If we limit the discussion to electricity, the claim is even more ridiculous. This author co-wrote a study (Moving California Toward a Renewable Energy Future, published in 1980) that projected potential energy savings and in particular calculated code-induced savings separately for electricity and gas, for cooling, heating, lighting, hot water, and other uses, so he knows that it was not only possible but common practice to get it right. The right answer, by the way, is that regulated uses of electricity consumed 31% of California's residential electricity in 1978.
Thus it is reasonable to assume that this was obvious to the California Energy Commission (CEC) as well, and therefore to interpret the Commission claim as meaning that codes could save 80 percent of regulated energy, the dominant portion of which was gas.
The CEC statement, if correctly cited, is used by Levinson as a prediction of what codes will imminently do, as opposed to its real use as a statement of what codes COULD do. In fact, the standards that the Commission actually proposed at this time were expected to save far, far less than 80 percent of these uses; if memory serves (I was involved in the proceedings in question) about 15% of regulated energy. And the CEC was not fully successful in adopting or enforcing even these more modest goals.
And the NRDC report in question, which did predict a savings in regulated electricity of about 80%, also projected that the statewide savings from the code would be about 1.5 percent of total electricity use in 1995, or roughly 5 percent of the electricity use of new homes. This is nowhere near the 80 percent that Levinson seems to be trying to refute.

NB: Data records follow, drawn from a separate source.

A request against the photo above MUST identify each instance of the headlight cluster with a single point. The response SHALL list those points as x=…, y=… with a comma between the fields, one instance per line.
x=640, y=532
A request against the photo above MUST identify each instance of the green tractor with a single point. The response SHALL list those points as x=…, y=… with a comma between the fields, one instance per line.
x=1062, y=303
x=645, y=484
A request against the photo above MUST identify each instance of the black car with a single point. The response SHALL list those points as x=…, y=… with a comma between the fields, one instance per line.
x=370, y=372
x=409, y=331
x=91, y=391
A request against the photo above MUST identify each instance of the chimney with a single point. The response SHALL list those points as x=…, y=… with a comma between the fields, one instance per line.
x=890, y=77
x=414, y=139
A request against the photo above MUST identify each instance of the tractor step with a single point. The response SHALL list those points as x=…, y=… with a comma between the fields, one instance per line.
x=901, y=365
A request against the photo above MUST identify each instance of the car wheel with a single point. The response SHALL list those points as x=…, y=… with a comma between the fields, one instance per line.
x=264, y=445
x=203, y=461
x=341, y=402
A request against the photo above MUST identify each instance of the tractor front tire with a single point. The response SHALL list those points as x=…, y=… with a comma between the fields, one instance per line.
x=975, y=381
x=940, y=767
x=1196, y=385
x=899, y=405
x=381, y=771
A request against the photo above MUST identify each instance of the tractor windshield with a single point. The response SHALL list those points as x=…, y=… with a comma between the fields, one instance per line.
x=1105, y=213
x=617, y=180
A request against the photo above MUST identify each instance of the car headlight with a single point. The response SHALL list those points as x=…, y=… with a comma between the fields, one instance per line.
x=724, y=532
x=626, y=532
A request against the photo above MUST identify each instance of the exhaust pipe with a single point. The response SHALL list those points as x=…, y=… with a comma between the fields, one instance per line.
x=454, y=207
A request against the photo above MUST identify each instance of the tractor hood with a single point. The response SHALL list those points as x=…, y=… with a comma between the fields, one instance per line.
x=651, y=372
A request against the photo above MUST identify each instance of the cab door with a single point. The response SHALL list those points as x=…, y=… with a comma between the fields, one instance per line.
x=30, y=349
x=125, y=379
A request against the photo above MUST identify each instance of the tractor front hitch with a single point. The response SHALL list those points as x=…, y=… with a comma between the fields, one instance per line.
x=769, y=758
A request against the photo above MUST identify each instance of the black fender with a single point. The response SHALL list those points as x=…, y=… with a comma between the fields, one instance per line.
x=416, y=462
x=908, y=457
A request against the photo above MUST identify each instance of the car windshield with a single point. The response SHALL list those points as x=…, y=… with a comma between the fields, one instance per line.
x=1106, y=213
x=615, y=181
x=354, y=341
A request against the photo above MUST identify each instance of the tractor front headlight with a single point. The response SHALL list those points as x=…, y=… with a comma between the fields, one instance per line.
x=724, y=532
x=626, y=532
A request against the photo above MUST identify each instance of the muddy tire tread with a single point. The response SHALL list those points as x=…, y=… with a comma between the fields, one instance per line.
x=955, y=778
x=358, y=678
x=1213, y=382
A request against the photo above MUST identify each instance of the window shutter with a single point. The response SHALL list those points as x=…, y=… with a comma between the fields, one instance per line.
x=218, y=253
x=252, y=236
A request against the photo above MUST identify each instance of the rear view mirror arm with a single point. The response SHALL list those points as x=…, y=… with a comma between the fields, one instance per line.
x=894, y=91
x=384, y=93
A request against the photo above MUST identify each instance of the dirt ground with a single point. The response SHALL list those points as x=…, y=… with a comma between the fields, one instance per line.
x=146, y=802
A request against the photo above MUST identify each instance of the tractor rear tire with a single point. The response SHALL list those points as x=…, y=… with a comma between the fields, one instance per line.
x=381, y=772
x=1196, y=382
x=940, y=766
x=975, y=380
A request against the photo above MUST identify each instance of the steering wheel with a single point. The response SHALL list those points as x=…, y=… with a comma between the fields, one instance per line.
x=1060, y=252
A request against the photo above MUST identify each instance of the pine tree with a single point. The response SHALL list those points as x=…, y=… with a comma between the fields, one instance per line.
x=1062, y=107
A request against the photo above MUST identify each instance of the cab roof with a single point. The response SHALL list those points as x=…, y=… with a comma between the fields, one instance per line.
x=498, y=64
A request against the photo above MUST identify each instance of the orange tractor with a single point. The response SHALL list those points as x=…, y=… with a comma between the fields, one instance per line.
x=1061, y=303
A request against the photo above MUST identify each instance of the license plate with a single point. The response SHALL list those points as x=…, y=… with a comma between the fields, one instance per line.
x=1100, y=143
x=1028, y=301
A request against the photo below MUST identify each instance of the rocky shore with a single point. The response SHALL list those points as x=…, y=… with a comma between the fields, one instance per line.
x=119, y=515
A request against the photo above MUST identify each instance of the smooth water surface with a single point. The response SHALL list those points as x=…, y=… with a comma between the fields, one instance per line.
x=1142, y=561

This error is important because the paper was evidently written in a format that listeners to the Freakonomics podcast would like. This format is based on the narrative: "You thought that the answer was A, but OMG, really the answer turns out to be B." Note the use of the word "really" in this script, since Levinson employs it in the title. If this is your narrative, it is critical to get A right.
Why? Because what if A is disinformation the author is planting in order to make the listener/reader think he is challenging conventional wisdom (a key part of the Freakonomics narrative)? If the reader is led to think that we all believed that answer A is true, but no one really believed it, (because instead we all thought it was B all along), then structure of the paper would be different.
Another disturbing aspect of the paper is the quasi-normative statement "states should not be credited with saving the amount of electricity and carbon dioxide emissions promised when those codes were enacted". The issue of what states should or not be credited with is a policy recommendation, not an analytic conclusion.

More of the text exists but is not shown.